[JURIST] UN Secretary General Ban Ki-Moon [official profile] and other world leaders on Monday condemned [statement text] a North Korea [JURIST news archive] nuclear weapon test held earlier in the day. The test violates a 2006 UN Security Council [official website] ban on nuclear or missile tests [Resolution 1718 text; JURIST report] by the country, and the body announced [UN News Centre report] Monday that it would immediately hold a meeting to discuss the test. In statement by Ki-moon's spokesperson, he said he was "deeply concerned" by the tests and urged North Korea to restart talks to end its nuclear program:
The Secretary-General strongly deplores the conduct of an underground nuclear test by the Democratic People[']s Republic of Korea (DPRK), in clear and grave violation of the relevant Security Council resolutions.
The Secretary-General is deeply concerned that this act will negatively affect regional peace and stability as well as the global nuclear non-proliferation regime.

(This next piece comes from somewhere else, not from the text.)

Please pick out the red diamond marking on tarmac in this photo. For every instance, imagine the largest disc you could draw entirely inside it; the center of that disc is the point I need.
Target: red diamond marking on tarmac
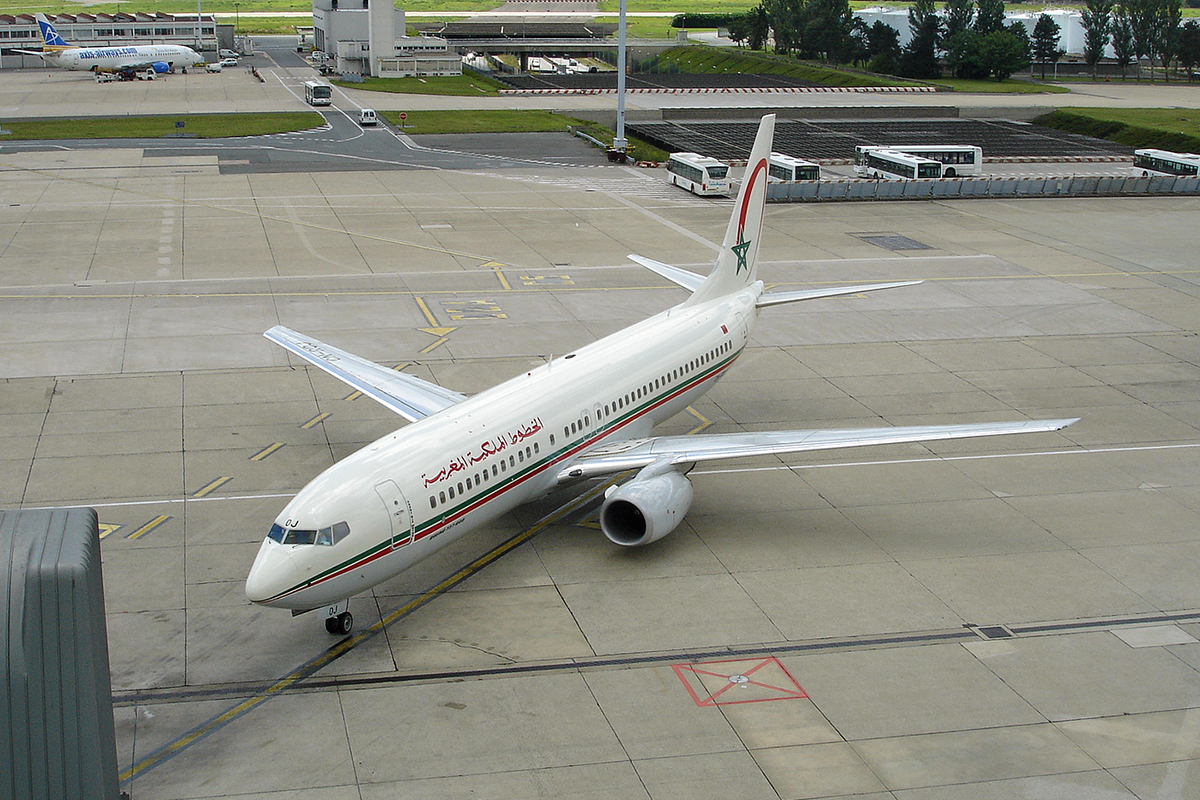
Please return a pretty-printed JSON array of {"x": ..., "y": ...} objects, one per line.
[{"x": 742, "y": 680}]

The Secretary-General reiterates his conviction that differences should be resolved in a peaceful manner through dialogue. He urges the DPRK to refrain from taking further actions that would increase tensions in the region. He also insists that the DPRK comply with its obligations in full and restart dialogue with the parties concerned without delay, including the early resumption of the Six-Party Talks.

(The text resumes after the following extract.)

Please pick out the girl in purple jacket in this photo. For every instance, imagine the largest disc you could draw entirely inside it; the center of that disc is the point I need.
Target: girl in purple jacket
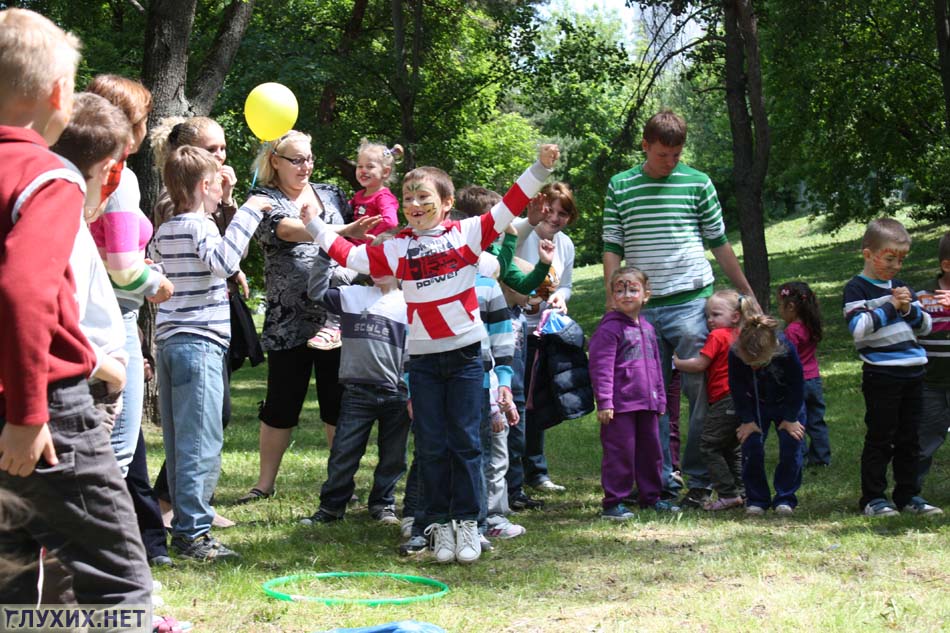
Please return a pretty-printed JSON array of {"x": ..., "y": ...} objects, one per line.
[{"x": 628, "y": 385}]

In April 2009, North Korea ordered UN nuclear inspectors out [press release] of the country. In October 2008, International Atomic Energy Agency (IAEA) [official website] head Mohamed ElBaradei [BBC profile] said he wants North Korea to return [JURIST report] to the Nuclear Non-Proliferation Treaty [text, PDF; IAEA backgrounder] after a five-year absence. In 2007, North Korea agreed that it would end its nuclear weapons program [JURIST report] in exchange for aid as part of a multi-stage initiative by the Six Party Talks [CFR backgrounder].